Starting with zero experience in video, Creelman says, he found it challenging at first to come up with a storyline, execute the shooting of the video and edit, but he was able to learn the basics in short time. To test out his skills, he began by shooting a prototype “day in the life of” video to figure out the time commitment and skills needed to tackle the new medium.
“I was able to shoot and edit the video in a single day, so I realized I could do it,” says Creelman. “A few weeks later, I decided to pull the trigger and dedicate myself to sharing my story as often as I could through vlogs.”
Creelman shot his first 40 videos directly from his iPhone but has since stepped up his equipment game due to the drain on battery life and data storage requirements of video. Today, he films most of his videos with a point-and-shoot camera.
As he’s advanced in skill level, Creelman also purchased a GoPro camera and drone to capture more unique footage, as well as help preserve the life of his point-and-shoot camera. For video editing, Creelman keeps it simple with Mac’s free video editing software, iMovie.
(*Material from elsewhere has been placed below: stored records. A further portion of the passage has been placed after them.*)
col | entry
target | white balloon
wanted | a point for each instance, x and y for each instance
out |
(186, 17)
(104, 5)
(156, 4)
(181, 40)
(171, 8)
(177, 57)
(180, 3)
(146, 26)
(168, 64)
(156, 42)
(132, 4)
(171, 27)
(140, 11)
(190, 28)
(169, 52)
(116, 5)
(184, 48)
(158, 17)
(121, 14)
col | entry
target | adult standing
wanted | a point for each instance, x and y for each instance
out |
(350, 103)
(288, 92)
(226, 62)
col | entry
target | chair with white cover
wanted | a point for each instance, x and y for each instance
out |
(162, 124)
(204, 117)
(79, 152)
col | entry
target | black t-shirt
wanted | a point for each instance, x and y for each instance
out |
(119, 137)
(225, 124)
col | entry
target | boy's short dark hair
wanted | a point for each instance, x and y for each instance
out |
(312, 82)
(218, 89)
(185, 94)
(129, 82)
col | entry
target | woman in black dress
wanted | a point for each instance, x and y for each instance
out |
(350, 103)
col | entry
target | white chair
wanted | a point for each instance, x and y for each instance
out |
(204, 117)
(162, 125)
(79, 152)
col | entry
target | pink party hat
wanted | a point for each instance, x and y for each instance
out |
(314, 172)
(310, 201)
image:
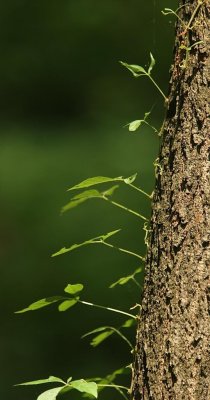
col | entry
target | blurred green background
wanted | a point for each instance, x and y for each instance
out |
(64, 102)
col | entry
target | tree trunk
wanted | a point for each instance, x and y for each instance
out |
(172, 357)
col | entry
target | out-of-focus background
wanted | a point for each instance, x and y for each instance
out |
(64, 104)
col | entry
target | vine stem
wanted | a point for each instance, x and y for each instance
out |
(120, 249)
(114, 386)
(119, 388)
(107, 308)
(156, 85)
(125, 208)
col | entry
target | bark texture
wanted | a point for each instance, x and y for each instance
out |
(172, 358)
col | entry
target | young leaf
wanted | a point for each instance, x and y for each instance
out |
(152, 63)
(101, 337)
(40, 304)
(134, 125)
(109, 192)
(73, 289)
(86, 195)
(41, 381)
(50, 394)
(106, 332)
(91, 241)
(127, 324)
(85, 387)
(109, 234)
(136, 70)
(72, 204)
(101, 329)
(130, 179)
(65, 305)
(121, 281)
(94, 181)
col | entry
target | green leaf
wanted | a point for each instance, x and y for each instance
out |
(130, 179)
(86, 195)
(136, 70)
(97, 239)
(85, 387)
(106, 332)
(72, 204)
(134, 125)
(101, 337)
(40, 304)
(65, 305)
(109, 192)
(73, 289)
(137, 271)
(50, 394)
(127, 324)
(121, 281)
(102, 328)
(146, 115)
(109, 234)
(41, 381)
(94, 181)
(152, 64)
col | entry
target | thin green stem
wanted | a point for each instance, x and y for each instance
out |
(151, 126)
(136, 282)
(193, 15)
(125, 208)
(107, 308)
(156, 85)
(119, 388)
(139, 190)
(121, 249)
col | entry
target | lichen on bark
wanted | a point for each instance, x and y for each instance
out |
(172, 355)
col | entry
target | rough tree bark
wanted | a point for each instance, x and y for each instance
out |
(172, 358)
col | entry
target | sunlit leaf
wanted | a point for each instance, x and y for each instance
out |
(94, 181)
(146, 115)
(85, 387)
(152, 64)
(72, 204)
(41, 381)
(109, 192)
(106, 332)
(134, 125)
(121, 281)
(73, 289)
(130, 179)
(136, 70)
(109, 234)
(100, 329)
(101, 337)
(137, 271)
(87, 194)
(90, 241)
(127, 324)
(40, 304)
(50, 394)
(65, 305)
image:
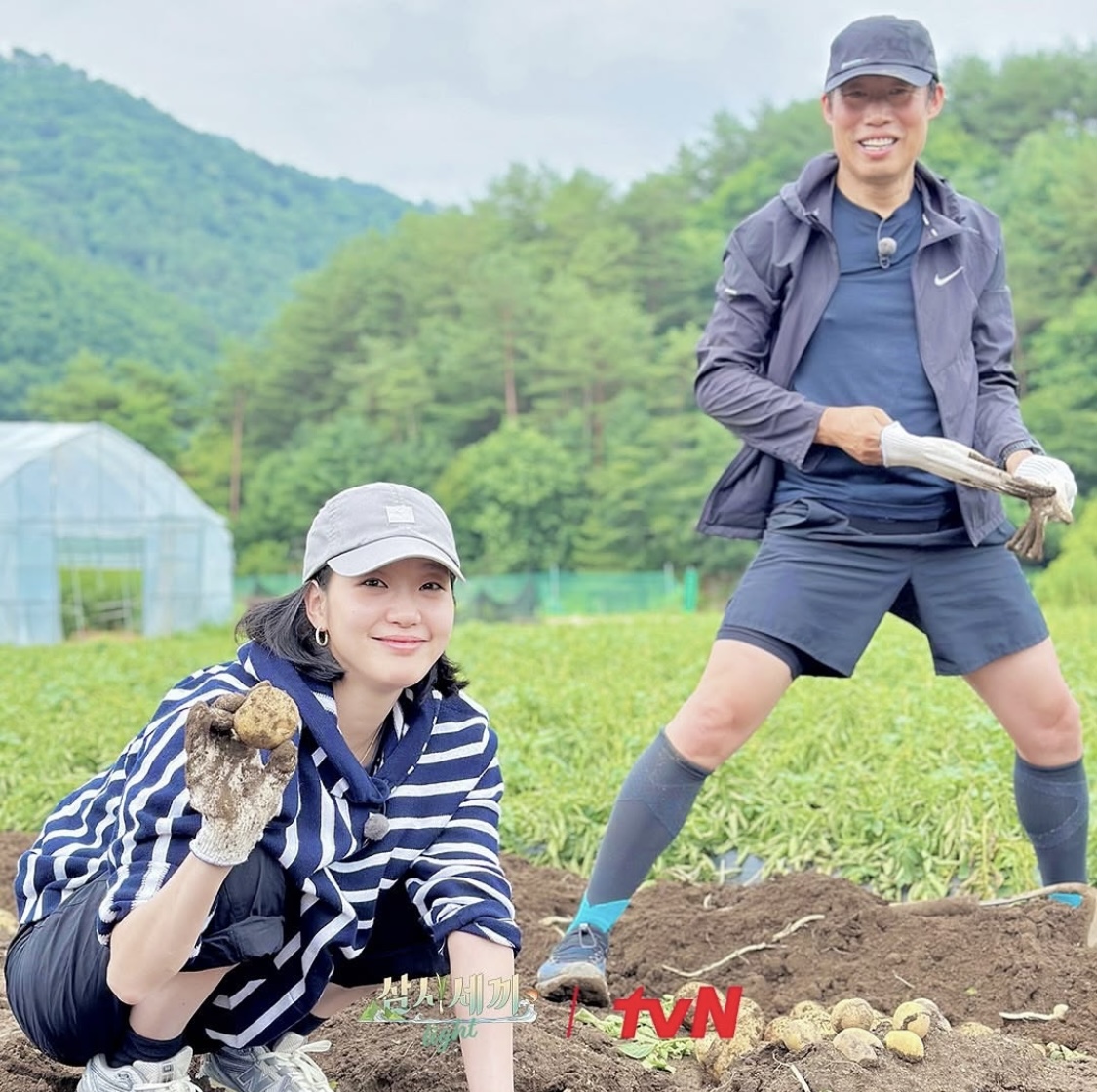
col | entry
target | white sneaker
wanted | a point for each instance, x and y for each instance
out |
(167, 1075)
(286, 1067)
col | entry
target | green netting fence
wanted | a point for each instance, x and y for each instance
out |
(528, 596)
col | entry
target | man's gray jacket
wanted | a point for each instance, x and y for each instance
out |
(780, 270)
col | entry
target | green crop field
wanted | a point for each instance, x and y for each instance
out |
(894, 780)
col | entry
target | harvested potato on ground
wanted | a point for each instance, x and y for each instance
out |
(852, 1012)
(720, 1056)
(936, 1016)
(816, 1015)
(859, 1045)
(268, 717)
(912, 1016)
(799, 1034)
(906, 1045)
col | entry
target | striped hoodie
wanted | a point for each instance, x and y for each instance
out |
(438, 783)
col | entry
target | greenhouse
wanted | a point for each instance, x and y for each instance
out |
(97, 533)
With more than 160 vlogs under his belt, Creelman says, his skills have refined and on average he’s now producing two to three vlogs a week. He spends about four hours editing each video.
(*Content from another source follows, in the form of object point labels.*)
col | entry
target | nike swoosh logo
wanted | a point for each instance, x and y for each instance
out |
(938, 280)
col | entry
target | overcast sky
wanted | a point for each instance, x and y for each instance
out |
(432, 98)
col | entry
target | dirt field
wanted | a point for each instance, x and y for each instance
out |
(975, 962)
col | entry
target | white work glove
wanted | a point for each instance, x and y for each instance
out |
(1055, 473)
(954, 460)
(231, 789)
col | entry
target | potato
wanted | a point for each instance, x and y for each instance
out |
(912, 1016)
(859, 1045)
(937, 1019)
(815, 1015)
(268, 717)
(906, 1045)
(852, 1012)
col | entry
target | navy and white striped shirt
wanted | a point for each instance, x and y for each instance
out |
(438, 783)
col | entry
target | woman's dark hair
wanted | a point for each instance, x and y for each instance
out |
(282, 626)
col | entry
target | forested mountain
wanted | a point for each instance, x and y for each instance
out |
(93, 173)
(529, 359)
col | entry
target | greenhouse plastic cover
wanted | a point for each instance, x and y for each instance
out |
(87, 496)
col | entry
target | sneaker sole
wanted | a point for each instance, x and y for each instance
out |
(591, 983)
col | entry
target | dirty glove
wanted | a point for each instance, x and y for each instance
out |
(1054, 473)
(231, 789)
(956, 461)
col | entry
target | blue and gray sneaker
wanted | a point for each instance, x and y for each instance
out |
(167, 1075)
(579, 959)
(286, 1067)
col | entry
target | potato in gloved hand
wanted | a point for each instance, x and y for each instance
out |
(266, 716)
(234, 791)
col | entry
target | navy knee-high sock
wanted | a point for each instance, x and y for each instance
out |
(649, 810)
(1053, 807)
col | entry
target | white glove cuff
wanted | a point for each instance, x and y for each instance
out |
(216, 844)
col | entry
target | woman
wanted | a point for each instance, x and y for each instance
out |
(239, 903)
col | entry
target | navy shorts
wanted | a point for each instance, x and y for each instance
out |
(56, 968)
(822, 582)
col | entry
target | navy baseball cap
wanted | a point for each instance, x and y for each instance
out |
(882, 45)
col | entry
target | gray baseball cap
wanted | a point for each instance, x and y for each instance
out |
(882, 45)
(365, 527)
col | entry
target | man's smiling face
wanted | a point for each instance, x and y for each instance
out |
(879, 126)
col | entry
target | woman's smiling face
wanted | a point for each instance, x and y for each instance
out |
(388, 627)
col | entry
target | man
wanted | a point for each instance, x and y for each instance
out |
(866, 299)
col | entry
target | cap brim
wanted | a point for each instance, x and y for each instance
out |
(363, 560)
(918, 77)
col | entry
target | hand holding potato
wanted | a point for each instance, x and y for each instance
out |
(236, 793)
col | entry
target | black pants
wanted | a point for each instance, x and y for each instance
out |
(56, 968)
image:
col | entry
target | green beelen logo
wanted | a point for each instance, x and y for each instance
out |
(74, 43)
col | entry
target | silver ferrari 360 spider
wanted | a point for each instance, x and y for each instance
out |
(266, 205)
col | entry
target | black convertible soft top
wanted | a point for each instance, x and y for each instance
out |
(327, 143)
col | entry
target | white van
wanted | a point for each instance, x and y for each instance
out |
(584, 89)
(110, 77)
“I shoot less video, capture what I need and then put my camera down,” says Creelman. “Also, in terms of software edit, I’m now able to produce a little more creative video around a story and better capture what I’m trying to convey.”
While vlogging has certainly brought Creelman and his practice internet fame, he explains the benefits don’t end there. His practice has gone from gaining only one to two new clients a year, to now nearly three to four a week. In addition, he says, vlogs have created more business by informing existing clientele of services his practice offers they might not have known about. Moreover, an unexpected side benefit he notes is increased interest by veterinary students seeking externships with his practice, as well as an improved ability to find valuable employees.
For other veterinarians with a strong interest in starting a vlog, Creelman says just start.
“The first step is always the hardest, but you have to take that first step. Once you do, the creative process will drive the rest,” Creelman expounds. “Don’t worry about equipment, software, or your ability, just turn on the camera and start talking.”
One good strategy to learn is to watch what other vloggers are doing and pull examples from their videos that fit with personal style.
“It’s not the content, but the context of the story you create that matters,” says Creelman. “By telling personal stories and also incorporating hard times with the good times you create that deeper relationship.”
Creelman's social media tips
Creelman recommends other veterinarians who might want to vlog (video blog) start by learning to understand each platform. Then see if each has a place in the practice.
In terms of social networks, he has this to say from his personal experience:
* Facebook is number one in terms of distribution and marketing. It also covers the largest demographic.
* Twitter allows users to connect with a larger cross-section of the industry and strike up conversations with other users around the globe.
* Snapchat is useful for connecting with younger generations and farm staff. Sending quick videos and communicating with clients on animal health issues are some of his favorite uses.
* Instagram is huge in terms of networking with other veterinarians and a gold mine in terms of human resources.
Bussard writes about agriculture and outdoors from Bozeman, Montana.